Alexander voiced overall opposition to OHCA’s standards, and said Tenet has the upper hand now that top lawmakers and Malloy have reached out to Tenet.

Tenet withdrew its bid in early December to buy Waterbury, St. Mary’s, and Bristol hospitals, as well as Eastern Connecticut Health Network’s Manchester Memorial and Rockville General hospitals.

Tenet has blamed OHCA for its decision, and Alexander isn’t the only legislator upset with the regulatory agency.

State Sen. Tony Guglielmo, R-Stafford, said he “didn’t understand how something so important like that could break down.”

“There didn’t seem to be any other options — it wasn’t like we had an option 2 or 3,” he said, adding he hasn’t heard of another suitor for any of the five hospitals Tenet wanted to purchase.

He specifically pointed to a requirement that Tenet would need approval from an independent monitor before making any changes to its business.

Malloy had been critical of Tenet in the days after its withdrawal, saying the decision meant the state no longer could negotiate the conditions.

But Senate Minority Leader Leonard Fasano, who reached out to Tenet officials with the hope of getting them back to the table, said last week that talks are “back on track.”

Both he and Senate President Pro Tem Martin M. Looney met with Tenet Senior Vice President Trip Pilgrim, and the discussion led to Malloy sending a letter on Jan. 12 to company CEO Trevor Fetter.

In the letter, Malloy encouraged Pilgrim to have a company representative begin discussions with Mark Ojakian, the governor’s chief of staff, with the goal of reaching “a settlement that is beneficial to both sides.”

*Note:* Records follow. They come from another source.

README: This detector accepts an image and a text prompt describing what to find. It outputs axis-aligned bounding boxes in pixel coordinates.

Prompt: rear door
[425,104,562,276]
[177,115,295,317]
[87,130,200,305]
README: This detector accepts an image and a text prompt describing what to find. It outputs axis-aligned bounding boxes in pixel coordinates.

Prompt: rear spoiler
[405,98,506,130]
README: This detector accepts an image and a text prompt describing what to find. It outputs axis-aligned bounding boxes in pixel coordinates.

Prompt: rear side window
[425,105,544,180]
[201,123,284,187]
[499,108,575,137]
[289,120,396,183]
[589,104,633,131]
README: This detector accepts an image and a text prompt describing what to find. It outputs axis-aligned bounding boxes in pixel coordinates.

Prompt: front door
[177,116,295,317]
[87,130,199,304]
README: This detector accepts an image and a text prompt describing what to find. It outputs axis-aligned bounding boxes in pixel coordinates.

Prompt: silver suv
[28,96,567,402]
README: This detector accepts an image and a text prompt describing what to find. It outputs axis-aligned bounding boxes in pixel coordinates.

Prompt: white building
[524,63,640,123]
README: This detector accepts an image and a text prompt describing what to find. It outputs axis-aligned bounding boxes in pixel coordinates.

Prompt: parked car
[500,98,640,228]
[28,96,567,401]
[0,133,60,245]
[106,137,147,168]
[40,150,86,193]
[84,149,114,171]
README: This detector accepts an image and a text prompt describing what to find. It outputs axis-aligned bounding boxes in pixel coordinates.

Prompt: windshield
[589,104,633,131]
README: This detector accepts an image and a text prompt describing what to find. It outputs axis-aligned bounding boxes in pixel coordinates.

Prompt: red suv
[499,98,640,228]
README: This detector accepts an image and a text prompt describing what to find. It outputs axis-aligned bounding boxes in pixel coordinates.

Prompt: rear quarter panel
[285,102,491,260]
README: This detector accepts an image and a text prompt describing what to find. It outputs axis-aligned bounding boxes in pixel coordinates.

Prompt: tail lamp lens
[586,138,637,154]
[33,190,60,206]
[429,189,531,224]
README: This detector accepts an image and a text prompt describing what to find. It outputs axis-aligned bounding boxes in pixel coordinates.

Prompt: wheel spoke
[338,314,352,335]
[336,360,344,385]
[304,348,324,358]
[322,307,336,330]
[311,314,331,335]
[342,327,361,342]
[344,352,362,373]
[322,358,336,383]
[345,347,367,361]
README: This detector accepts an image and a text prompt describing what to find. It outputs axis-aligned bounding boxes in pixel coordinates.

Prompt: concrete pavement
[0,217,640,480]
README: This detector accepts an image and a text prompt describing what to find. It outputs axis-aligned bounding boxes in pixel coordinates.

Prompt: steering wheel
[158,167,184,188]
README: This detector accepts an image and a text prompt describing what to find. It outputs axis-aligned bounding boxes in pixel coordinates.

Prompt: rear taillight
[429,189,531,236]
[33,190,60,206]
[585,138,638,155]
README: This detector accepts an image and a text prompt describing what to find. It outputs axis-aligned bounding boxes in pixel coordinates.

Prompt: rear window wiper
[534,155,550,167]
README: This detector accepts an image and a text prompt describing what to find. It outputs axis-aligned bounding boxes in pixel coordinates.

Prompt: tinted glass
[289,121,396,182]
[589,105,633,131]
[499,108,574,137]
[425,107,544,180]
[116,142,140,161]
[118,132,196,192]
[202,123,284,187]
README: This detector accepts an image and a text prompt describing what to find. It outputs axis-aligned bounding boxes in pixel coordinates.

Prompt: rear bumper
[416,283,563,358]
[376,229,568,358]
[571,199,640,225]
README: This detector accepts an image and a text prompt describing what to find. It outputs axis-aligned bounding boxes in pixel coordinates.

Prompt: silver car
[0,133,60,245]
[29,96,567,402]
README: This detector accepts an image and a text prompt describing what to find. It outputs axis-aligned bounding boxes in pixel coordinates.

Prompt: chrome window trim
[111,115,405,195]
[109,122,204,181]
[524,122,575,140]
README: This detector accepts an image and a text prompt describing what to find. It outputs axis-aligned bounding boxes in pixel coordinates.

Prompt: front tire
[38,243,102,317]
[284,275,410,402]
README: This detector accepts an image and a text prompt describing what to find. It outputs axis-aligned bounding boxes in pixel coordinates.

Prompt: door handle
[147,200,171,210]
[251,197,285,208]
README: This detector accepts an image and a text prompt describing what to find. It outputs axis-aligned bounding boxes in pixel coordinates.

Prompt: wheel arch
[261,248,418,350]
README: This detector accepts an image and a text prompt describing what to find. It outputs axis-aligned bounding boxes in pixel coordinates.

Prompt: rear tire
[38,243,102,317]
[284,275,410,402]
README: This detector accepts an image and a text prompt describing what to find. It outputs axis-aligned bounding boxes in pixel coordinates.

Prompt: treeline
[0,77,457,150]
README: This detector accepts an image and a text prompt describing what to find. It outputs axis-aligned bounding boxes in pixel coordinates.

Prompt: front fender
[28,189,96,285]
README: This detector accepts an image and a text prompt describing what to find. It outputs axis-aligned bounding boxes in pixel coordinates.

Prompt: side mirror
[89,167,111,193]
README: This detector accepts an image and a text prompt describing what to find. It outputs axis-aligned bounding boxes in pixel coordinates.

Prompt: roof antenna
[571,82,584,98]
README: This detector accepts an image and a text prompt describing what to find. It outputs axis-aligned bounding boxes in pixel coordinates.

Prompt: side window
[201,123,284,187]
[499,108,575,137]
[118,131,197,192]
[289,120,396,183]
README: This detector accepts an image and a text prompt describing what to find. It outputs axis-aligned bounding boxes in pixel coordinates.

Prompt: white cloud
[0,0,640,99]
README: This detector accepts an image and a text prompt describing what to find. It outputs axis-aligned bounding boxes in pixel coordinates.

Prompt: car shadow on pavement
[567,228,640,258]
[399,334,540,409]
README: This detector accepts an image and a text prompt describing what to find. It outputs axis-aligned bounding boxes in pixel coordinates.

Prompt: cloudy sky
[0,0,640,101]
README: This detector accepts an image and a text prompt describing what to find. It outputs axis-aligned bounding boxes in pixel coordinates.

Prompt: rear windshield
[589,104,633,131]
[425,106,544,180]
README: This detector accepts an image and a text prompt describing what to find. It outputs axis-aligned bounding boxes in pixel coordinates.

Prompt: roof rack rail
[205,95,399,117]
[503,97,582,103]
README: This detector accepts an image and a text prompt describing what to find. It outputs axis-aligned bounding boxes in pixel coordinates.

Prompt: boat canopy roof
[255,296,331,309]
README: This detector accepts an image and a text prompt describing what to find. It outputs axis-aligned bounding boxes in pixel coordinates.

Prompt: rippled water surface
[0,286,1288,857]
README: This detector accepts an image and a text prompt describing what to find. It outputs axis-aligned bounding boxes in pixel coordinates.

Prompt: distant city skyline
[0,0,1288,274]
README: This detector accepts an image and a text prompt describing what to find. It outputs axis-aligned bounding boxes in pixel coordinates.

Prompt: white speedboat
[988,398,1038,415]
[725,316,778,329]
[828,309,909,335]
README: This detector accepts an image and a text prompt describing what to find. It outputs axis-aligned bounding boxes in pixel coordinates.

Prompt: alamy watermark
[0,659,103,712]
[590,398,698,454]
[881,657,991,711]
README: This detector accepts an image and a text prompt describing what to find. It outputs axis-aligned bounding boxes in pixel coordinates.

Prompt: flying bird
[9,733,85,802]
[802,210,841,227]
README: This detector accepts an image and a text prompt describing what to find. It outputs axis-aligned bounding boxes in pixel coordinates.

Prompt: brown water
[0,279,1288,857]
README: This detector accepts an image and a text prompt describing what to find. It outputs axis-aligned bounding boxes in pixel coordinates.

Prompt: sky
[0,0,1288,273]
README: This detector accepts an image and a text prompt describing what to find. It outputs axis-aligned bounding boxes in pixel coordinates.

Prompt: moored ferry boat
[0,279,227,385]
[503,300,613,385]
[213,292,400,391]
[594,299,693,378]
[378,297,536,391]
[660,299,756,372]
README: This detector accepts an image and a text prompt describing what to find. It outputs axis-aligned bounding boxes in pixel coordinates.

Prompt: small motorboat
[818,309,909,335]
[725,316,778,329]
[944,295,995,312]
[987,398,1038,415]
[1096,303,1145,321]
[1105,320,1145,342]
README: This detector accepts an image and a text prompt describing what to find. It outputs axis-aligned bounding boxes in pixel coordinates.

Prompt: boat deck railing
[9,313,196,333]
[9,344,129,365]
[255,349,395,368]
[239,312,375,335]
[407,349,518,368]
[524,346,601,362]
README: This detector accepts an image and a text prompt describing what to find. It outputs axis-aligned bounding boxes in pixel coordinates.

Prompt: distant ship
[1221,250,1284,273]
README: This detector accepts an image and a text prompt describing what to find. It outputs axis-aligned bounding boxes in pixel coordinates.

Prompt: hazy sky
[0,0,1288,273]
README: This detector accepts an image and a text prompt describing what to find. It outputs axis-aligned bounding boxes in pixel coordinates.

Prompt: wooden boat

A Malloy spokesman said today that Tenet has not yet responded to the letter.

Malloy said Jan. 14 that “there have been discussions back and forth really almost from day one,” but also maintained his position that it was Tenet who killed the deal by withdrawing its application instead of negotiating.

“Tenet threw a wet blanket on it when they withdrew their application, they’ve got to decide whether they want to come back or not,” he said.

He also responded to reports that Pilgrim wanted a phone call directly from the governor by saying that he “sent a letter,” but would welcome a call.

Looney, D-New Haven, agreed with Malloy, saying that Tenet’s withdrawal stalled negotiations. But he also said he understood some of Tenet’s concerns.

He said that OHCA’s conditions were similar to those imposed on Sharon Hospital, which went from not-for-profit to for-profit, but said they would have a different impact on Tenet because of the company’s size.

Looney specifically said Tenet was concerned about having to share its strategic plan with OHCA.

Some lawmakers, including Alexander, said they wanted to see the legislature play more of a role in the process.

“The legislature’s really been shut off from this, and that really frustrates me,” he said, adding that Tenet’s deal has major implications for the whole state.

He said that the state could hurt patients if it doesn’t retain enough control, but being too burdensome would make Connecticut seem unfriendly to other health care providers.

But he also agreed with Fasano, R-North Haven, and Guglielmo, saying he wanted to see the state work something out with Tenet because of concern about the future of the five nonprofit hospitals.

Looney also said he was happy to see the state attempt to keep talks alive, but didn’t agree the hospitals would be left helpless if Tenet ultimately walks away for good.

“The marketplace seems to be evolving so quick that it’s hard to say who might be a player two months from now or three months from now,” Looney said. “We really can’t even speculate at this point.”

State Rep. Claire Janowski, D-Vernon, though, said the state does have options for helping the hospital, including restoring a pool that provides aid to cover the costs of caring for the uninsured.

Despite the gains made under the Affordable Care Act, some residents still haven’t purchased insurance as required and undocumented residents can’t do so, she said.

“Getting Tenet back to the table is not the panacea that everyone thinks it is,” Janowski said. “There are a number of problems for hospitals, whether they are going to be for-profit or not-for-profit, and I think we need to take a re-look at what we have done.”